What the first gapless human genome sequence can tell us about ourselves

TV Venkateswaran
22 April 2022 6:30 AM IST (Updated:2022-05-31 18:39:56)

The first complete readout of all the 3.055 billion letters, a text long enough to fill hundreds of books, has been sequenced. Led by Karen Miga, assistant professor of biomolecular engineering at UC Santa Cruz, Adam Phillippy at the National Human Genome Research Institute, and their colleagues at the ‘Telomere-to-Telomere (T2T) Consortium’, the new sequence has added nearly 200 million base pairs to the 2013 version of the human genome sequence. In the process, the researchers have discovered an additional 115 genes that code for proteins making the total number of identified protein-coding genes in the human genome 19,969. Further, the complete genome sequence is expected to provide new insights into health and what makes humans distinct.

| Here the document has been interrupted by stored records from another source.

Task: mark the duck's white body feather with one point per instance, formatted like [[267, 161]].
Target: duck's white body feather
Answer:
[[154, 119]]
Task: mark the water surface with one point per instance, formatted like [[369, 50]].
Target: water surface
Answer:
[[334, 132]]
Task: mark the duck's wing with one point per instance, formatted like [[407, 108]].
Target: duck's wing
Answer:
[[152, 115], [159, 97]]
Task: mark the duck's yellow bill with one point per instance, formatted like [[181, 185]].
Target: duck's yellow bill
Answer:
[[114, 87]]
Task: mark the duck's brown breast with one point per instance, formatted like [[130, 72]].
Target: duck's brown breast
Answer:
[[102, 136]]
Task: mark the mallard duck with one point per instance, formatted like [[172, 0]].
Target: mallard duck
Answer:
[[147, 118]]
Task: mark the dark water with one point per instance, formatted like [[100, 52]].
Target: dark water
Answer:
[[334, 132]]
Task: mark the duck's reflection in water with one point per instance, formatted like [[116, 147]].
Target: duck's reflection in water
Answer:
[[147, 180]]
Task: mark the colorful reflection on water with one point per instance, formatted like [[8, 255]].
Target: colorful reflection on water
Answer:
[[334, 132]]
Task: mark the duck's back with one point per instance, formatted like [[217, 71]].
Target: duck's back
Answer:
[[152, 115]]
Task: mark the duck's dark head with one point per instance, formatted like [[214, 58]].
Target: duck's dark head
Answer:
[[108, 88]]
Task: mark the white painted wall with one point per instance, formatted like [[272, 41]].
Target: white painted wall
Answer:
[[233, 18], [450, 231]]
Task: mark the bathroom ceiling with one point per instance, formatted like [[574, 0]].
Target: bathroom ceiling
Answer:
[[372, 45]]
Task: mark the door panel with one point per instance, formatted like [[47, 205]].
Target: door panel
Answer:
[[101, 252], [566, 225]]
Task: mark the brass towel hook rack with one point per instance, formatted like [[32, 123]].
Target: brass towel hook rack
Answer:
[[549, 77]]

“Telomeres are the regions at the ends of chromosomes, and the team had sequenced, telomere to telomere that is ‘end to end’ of the chromosome without any gap. This new ‘reference’ sequence, dubbed T2T-CHM13, contains the genomic sequence of all the 22 human chromosomes without any gap, plus the X chromosome,” explains prof S Krishnaswamy, former head of Biotechnology at Madurai Kamaraj University and presently Treasurer of All India Peoples Science Movement.

Blueprint of life

From the salivary amylase enzyme that aids digestion of food, melatonin, a hormone that helps to control our sleep/wake cycles, haemoglobin to transport oxygen in the body, myosin that enables the muscle movement, collagen and elastin, which provide structure to the cell, antibodies that fight the invading pathogen, ferritin that store iron, to serotonin a neurotransmitter that aids signalling, proteins play a crucial role in the biology of life. One estimate says that the human body produces anywhere between 80,000 and 4,00,000 types of proteins.

The instructions for making these proteins are encrypted in the genome in the form of DNA (deoxyribonucleic acid) molecules. One way to describe the genome is to compare it with a big fat cookbook. In this analogy, a genome is an anthology containing the DNA instructions for life. The book of life is written in a language consisting of four letters (nucleotides), organised into chapters (chromosomes). Just like the Mughlai, Punjabi, Chinese, Continental, South Indian, and Eastern cuisine are grouped in a cookbook, in humans, the entire genome is organised into 23 pairs of chromosomes. Each of the paragraphs (gene), that is regions of DNA, in the chromosome, describes how to make a particular protein that allows an organism to function. For example, the gene coding for proinsulin is located at the human chromosome 11 while the gene encoding the immunoglobulin antibody is located on human chromosome 14.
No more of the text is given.